The proactive management strategy of Jakson to increase its integrated energy portfolio has given the group an edge. The company has executed landmark projects in India and overseas – such as India’s first solar power railway coach; repowering of armoured recovery and repair vehicles for defence; the first solar-powered highway project on the Delhi-Meerut expressway; the solar plant in Africa and the diesel power project for the Eden Garden stadium in Kolkata. 

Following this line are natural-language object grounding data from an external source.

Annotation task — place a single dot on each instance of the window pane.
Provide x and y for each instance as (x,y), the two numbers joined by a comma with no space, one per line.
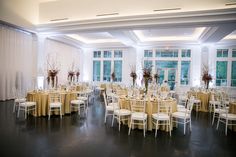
(107,54)
(171,72)
(233,74)
(96,70)
(166,64)
(221,73)
(185,67)
(118,54)
(147,64)
(186,53)
(225,53)
(219,53)
(167,53)
(97,54)
(234,53)
(158,53)
(118,71)
(106,70)
(148,53)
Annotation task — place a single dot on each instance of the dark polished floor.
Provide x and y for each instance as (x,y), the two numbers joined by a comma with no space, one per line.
(74,136)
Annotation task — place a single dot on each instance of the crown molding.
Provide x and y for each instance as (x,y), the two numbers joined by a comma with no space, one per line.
(168,20)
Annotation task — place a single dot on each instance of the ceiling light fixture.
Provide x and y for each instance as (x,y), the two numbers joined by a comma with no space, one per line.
(196,34)
(60,19)
(89,41)
(166,9)
(108,14)
(229,4)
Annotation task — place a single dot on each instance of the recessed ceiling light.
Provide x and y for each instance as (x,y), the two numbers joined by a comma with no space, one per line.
(194,36)
(89,41)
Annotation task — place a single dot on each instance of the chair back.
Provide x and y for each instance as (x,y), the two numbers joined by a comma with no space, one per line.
(190,105)
(138,105)
(54,97)
(105,98)
(164,106)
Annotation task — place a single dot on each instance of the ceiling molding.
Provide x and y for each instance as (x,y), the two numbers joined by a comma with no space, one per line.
(168,20)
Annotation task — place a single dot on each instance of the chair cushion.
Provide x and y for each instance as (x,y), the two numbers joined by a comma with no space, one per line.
(28,103)
(138,116)
(230,116)
(122,112)
(77,102)
(197,101)
(19,100)
(112,107)
(55,104)
(181,115)
(214,102)
(181,109)
(217,110)
(160,116)
(82,98)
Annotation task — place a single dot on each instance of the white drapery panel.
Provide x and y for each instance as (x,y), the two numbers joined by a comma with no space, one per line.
(18,62)
(64,55)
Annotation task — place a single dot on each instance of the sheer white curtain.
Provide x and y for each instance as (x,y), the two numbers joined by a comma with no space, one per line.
(17,62)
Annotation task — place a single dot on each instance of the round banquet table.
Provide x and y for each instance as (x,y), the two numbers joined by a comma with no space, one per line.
(42,101)
(204,97)
(232,109)
(151,107)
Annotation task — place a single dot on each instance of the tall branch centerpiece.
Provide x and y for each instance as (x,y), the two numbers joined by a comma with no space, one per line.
(71,74)
(157,76)
(133,74)
(206,77)
(52,71)
(77,75)
(147,76)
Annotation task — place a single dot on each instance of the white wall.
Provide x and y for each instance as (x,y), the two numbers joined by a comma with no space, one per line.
(23,13)
(64,55)
(18,62)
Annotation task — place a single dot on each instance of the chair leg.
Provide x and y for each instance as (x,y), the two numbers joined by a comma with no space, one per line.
(218,123)
(213,119)
(14,107)
(25,112)
(226,126)
(119,123)
(49,113)
(18,112)
(60,113)
(156,128)
(130,126)
(113,116)
(190,124)
(105,117)
(144,126)
(184,126)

The solar IPP (independent power purchase) business division sells power to state utilities and private organisations under long-term power purchase agreements (PPA). The company had commissioned its first project of 20 MW in Rajasthan for NTPC. The portfolio of IPP has now expanded to 200 MW. Recently, the company set up two IPP projects of 120 MW in Assam and UP, valued at Rs590 crore.

The 70 MW in Assam at Amguri Solar Park is the first solar project in the state. Jakson has entered into a PPA with the state and is expected to commission the Rs350 crore project by July 2021. The 50 MW Rs240 crore solar IPP for the Uttar Pradesh Power Corporation in Agra is to go on stream by March 2021, with a 25-year PPA. Sameer says the company’s aim is to add 100 MW of solar IPP every year. 

Jakson made its foray into the solar business only a few years ago. And, in a short span of time, the company has reaffirmed its age-old reputation of being a customer-centric company, with a focus on quality. “Its commitment is commendable,” says Ashish Khanna president, renewables, Tata Power.

The Jakson group achieved a turnover of Rs2,238 crore in 2019-20, as against Rs2,363 crore in 2018-19. For the nine months ended December 2020, the group reported revenues of Rs1,613 crore, as against Rs1,603 crore during the previous corresponding period.

Built on a solid foundation, Jakson is now cautiously looking at the option of going public. “If all goes as planned, we may hit the market in mid-2022,” says Sameer.